Students will undertake a final project that involves building and evaluating a custom distributed system. Grading will be based on assignments, exams, and a final project.
This will be a fun and challenging class for students who like to
build working software systems. Distributed systems connects the
very practical aspects of software engineering (e.g. like how to handle
a network disconnection) and the fundamental principles of computers
(e.g. whether a partitioned system can reach agreement.) The skills
that you learn here will apply directly to advanced systems used in industry.
Five programming assignments are required, due approximately two weeks apart for the first ten weeks of the semester. The assignments together build towards an implementation of a scalable key-value store that could run in a cloud service or as a peer-to-peer system.
In the final project, students will propose, build, and measure a distributed system of their own design, which must make use of multiple techniques discussed in class to achieve a system that is robust and performant. Examples might include a distributed filesystem, a parallel programming model, or a peer-to-peer data routing system. The final submission will include a project report describing the design of the system.

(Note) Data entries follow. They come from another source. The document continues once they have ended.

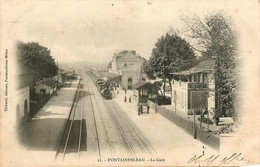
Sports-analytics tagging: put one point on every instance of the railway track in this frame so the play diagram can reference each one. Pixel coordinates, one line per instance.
(136, 142)
(73, 133)
(94, 119)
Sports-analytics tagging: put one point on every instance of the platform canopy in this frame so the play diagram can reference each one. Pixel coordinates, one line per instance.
(145, 85)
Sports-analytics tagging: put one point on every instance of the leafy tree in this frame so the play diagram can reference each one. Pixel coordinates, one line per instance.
(109, 65)
(170, 54)
(37, 58)
(216, 39)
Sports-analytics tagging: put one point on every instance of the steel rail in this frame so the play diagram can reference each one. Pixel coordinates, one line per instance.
(95, 123)
(81, 120)
(71, 123)
(122, 131)
(63, 131)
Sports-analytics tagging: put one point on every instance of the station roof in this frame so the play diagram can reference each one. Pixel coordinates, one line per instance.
(111, 75)
(49, 82)
(143, 84)
(205, 66)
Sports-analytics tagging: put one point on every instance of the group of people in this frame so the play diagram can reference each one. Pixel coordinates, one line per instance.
(140, 109)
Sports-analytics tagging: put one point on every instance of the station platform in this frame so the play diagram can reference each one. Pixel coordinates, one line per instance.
(43, 131)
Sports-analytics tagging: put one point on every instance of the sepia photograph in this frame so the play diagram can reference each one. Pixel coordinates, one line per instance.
(129, 83)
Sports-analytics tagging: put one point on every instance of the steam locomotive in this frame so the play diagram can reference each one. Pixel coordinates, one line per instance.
(103, 88)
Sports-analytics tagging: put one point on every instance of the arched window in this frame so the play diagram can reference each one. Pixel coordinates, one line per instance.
(18, 112)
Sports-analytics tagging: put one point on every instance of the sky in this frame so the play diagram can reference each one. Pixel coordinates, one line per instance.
(94, 30)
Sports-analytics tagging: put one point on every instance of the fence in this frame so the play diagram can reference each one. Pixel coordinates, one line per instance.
(204, 136)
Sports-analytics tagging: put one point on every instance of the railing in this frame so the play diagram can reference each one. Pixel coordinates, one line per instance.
(197, 85)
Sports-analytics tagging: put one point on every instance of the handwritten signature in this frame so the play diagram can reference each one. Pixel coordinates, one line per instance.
(218, 159)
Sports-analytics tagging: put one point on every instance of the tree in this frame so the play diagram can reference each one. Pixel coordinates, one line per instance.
(170, 54)
(216, 39)
(37, 58)
(109, 65)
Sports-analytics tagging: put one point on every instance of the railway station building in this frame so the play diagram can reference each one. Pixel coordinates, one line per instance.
(194, 88)
(24, 76)
(128, 66)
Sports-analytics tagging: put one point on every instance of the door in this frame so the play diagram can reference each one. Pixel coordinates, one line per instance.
(130, 83)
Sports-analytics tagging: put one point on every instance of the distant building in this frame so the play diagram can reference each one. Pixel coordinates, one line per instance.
(194, 88)
(24, 78)
(128, 65)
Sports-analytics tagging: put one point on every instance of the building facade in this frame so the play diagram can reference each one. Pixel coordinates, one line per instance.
(194, 89)
(129, 66)
(24, 78)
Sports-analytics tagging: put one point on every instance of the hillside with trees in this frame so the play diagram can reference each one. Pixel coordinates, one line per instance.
(38, 58)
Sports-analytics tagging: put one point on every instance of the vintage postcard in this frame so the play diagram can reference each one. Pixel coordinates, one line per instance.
(129, 83)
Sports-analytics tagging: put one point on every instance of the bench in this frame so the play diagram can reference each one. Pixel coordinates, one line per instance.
(225, 120)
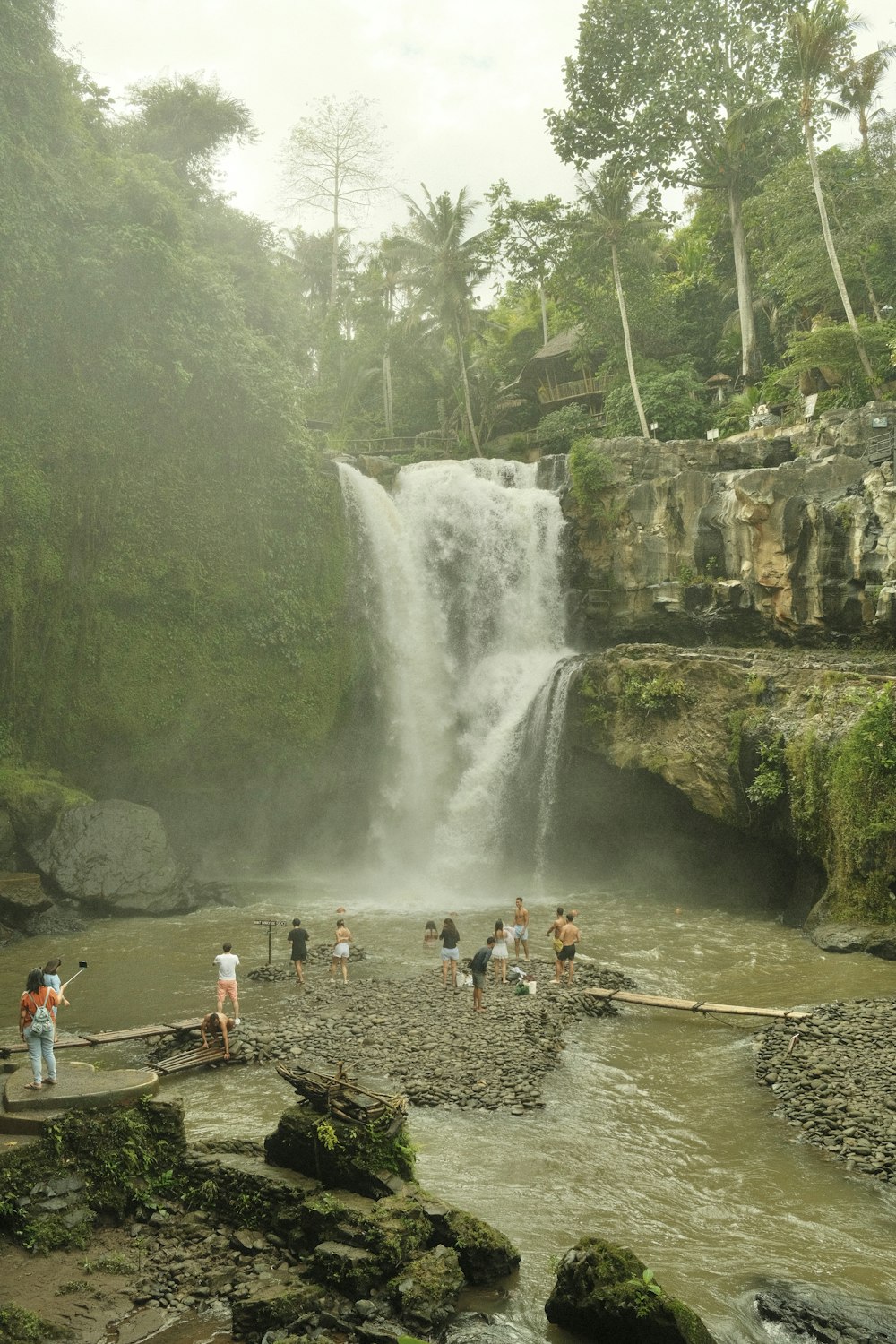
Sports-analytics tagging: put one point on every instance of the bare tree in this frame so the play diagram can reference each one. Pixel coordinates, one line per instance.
(335, 160)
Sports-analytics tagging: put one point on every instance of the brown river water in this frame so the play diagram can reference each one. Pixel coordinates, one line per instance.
(654, 1133)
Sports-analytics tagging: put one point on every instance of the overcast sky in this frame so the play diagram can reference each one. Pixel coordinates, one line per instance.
(461, 88)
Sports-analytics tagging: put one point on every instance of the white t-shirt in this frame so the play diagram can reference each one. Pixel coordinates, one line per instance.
(226, 962)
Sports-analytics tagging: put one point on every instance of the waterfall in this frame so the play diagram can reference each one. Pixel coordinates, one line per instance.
(461, 578)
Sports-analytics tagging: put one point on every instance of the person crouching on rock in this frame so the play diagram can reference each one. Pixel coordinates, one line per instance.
(478, 965)
(340, 949)
(215, 1024)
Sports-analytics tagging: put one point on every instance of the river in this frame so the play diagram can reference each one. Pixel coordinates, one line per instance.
(654, 1133)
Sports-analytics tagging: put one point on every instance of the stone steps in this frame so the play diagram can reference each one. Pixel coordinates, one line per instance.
(80, 1086)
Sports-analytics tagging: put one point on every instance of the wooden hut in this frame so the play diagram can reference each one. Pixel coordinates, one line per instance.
(556, 381)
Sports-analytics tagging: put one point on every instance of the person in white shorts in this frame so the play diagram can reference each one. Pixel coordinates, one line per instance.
(521, 927)
(228, 962)
(450, 940)
(341, 949)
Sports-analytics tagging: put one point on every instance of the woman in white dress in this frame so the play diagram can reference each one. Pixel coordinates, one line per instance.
(500, 951)
(340, 949)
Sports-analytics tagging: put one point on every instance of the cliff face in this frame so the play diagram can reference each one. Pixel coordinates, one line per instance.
(788, 734)
(791, 749)
(788, 539)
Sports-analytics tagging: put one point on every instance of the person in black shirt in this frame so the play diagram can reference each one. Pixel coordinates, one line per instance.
(478, 967)
(297, 938)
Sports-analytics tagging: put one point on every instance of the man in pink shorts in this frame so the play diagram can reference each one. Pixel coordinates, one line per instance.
(228, 962)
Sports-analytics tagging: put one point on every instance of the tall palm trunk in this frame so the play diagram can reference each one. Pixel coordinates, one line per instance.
(834, 263)
(626, 336)
(387, 394)
(466, 390)
(750, 362)
(333, 281)
(544, 314)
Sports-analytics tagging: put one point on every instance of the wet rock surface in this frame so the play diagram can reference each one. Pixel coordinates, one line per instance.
(383, 1031)
(834, 1080)
(813, 1312)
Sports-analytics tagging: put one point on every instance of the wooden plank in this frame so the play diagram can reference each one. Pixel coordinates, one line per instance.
(190, 1059)
(694, 1004)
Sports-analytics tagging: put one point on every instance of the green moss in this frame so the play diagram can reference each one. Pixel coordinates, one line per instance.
(35, 798)
(863, 814)
(125, 1156)
(21, 1327)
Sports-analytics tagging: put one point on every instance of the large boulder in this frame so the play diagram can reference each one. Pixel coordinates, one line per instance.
(605, 1293)
(113, 857)
(22, 898)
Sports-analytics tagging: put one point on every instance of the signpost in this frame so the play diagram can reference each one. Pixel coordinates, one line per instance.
(271, 930)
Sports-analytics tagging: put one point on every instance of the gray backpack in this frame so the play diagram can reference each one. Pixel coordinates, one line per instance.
(42, 1023)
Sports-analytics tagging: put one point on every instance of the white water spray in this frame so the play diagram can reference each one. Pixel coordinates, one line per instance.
(462, 583)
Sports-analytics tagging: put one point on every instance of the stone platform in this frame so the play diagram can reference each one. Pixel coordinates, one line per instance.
(78, 1086)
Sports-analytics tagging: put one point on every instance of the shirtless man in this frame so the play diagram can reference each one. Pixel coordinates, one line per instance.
(520, 929)
(568, 937)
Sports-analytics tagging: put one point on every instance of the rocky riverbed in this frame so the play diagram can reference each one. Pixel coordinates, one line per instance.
(834, 1080)
(417, 1038)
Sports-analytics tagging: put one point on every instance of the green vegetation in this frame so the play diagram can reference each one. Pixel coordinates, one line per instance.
(172, 558)
(590, 475)
(124, 1156)
(662, 695)
(769, 781)
(21, 1327)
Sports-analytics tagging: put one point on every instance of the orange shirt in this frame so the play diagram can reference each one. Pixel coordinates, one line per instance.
(30, 1002)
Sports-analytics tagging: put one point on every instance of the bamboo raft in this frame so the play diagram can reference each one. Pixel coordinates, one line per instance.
(694, 1004)
(196, 1058)
(336, 1094)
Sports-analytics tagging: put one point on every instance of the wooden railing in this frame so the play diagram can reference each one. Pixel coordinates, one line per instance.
(584, 386)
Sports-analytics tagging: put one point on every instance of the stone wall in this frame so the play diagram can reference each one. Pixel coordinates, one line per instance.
(747, 540)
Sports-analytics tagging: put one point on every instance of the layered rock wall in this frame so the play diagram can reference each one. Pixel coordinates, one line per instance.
(788, 539)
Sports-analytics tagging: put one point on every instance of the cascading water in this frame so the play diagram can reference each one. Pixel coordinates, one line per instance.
(461, 573)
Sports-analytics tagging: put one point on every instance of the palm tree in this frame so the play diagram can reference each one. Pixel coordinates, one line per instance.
(860, 83)
(821, 35)
(613, 223)
(441, 269)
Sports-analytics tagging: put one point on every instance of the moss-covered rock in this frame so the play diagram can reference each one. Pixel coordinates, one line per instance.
(484, 1253)
(392, 1230)
(426, 1289)
(340, 1155)
(605, 1292)
(273, 1306)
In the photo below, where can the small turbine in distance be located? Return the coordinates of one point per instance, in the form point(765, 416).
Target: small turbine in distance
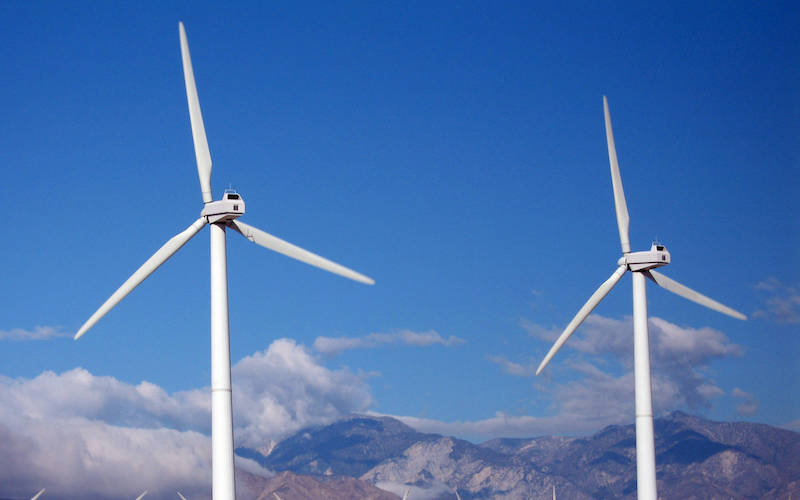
point(642, 265)
point(220, 215)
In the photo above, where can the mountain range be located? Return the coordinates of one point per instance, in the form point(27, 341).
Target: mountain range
point(366, 457)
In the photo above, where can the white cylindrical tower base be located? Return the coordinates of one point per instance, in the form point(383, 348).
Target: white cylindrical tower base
point(645, 442)
point(222, 484)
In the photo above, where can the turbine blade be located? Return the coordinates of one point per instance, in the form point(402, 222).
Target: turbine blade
point(687, 293)
point(587, 308)
point(201, 152)
point(158, 258)
point(623, 220)
point(266, 240)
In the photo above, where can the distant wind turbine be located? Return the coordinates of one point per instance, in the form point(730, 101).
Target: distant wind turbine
point(219, 215)
point(642, 265)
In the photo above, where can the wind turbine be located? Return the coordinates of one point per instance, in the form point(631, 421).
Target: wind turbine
point(219, 215)
point(642, 265)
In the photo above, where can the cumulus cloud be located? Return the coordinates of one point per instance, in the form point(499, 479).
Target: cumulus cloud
point(38, 333)
point(332, 346)
point(781, 302)
point(88, 436)
point(601, 390)
point(282, 389)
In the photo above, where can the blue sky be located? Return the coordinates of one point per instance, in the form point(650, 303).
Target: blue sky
point(454, 153)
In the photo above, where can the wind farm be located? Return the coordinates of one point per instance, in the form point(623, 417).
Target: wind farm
point(455, 154)
point(642, 265)
point(220, 215)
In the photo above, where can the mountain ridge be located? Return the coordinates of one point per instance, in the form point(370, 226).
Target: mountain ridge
point(695, 457)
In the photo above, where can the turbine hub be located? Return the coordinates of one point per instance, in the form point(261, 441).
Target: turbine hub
point(228, 208)
point(657, 256)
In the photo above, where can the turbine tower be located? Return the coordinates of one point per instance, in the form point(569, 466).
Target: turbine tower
point(220, 215)
point(642, 265)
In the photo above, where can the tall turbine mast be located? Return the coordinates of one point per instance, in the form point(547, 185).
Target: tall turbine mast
point(220, 215)
point(642, 265)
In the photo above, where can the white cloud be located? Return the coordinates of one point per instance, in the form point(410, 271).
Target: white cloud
point(332, 346)
point(82, 435)
point(282, 389)
point(782, 303)
point(600, 391)
point(38, 333)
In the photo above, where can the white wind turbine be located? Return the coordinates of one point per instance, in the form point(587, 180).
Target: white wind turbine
point(642, 265)
point(219, 215)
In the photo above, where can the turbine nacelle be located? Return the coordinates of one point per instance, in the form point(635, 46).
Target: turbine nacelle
point(228, 208)
point(657, 256)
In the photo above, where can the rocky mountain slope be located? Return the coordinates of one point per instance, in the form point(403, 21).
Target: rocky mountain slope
point(696, 458)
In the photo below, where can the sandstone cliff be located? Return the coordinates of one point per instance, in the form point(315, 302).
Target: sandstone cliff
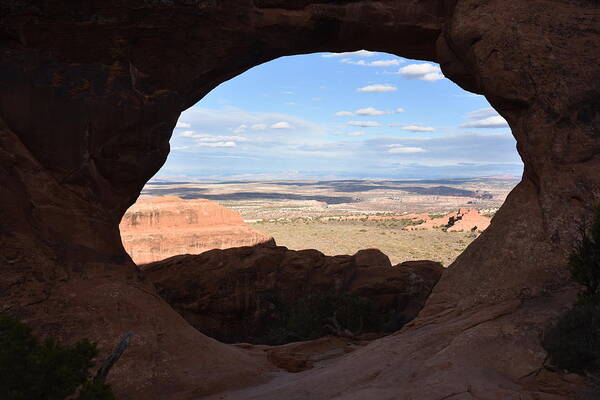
point(466, 219)
point(161, 227)
point(239, 294)
point(89, 97)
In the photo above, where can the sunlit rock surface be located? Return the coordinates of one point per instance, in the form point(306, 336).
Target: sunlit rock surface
point(90, 93)
point(161, 227)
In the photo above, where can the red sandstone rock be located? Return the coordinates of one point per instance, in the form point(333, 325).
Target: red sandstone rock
point(231, 294)
point(89, 95)
point(161, 227)
point(466, 219)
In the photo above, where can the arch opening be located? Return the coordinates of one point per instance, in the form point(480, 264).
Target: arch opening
point(335, 152)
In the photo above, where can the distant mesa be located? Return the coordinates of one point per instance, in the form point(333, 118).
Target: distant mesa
point(161, 227)
point(466, 219)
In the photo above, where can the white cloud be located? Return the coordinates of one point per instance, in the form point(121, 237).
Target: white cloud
point(376, 63)
point(424, 72)
point(259, 127)
point(400, 149)
point(359, 53)
point(486, 118)
point(217, 144)
point(377, 88)
point(414, 128)
point(358, 133)
point(240, 129)
point(364, 124)
point(369, 111)
point(281, 125)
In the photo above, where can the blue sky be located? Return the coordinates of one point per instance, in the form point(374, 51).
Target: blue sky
point(336, 116)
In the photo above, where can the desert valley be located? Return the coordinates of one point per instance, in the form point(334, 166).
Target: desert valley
point(300, 200)
point(334, 217)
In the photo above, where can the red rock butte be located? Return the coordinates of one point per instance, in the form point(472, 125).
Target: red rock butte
point(90, 95)
point(160, 227)
point(465, 219)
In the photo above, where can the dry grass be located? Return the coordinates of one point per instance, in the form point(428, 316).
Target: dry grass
point(347, 237)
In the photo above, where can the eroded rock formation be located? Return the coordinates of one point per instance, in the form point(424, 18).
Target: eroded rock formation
point(161, 227)
point(89, 96)
point(465, 219)
point(234, 295)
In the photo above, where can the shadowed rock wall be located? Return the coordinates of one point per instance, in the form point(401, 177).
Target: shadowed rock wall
point(90, 92)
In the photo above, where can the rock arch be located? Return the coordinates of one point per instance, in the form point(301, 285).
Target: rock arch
point(90, 93)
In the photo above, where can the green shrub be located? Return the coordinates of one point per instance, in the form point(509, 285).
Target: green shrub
point(46, 370)
point(316, 316)
point(573, 343)
point(584, 262)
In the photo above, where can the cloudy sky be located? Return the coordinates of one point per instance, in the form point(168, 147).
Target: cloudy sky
point(348, 115)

Graduate students taking CSE 60771 will have the following additional work. A selection of paper readings will be assigned that address the course topics in greater detail, balanced between "classic" results in distributed systems and specific case studies in distributed systems design. In addition, the final project report must be written as an academic suitable for submission to an academic conference, including a problem statement, survey of related work, system design, and a complete performance evaluation.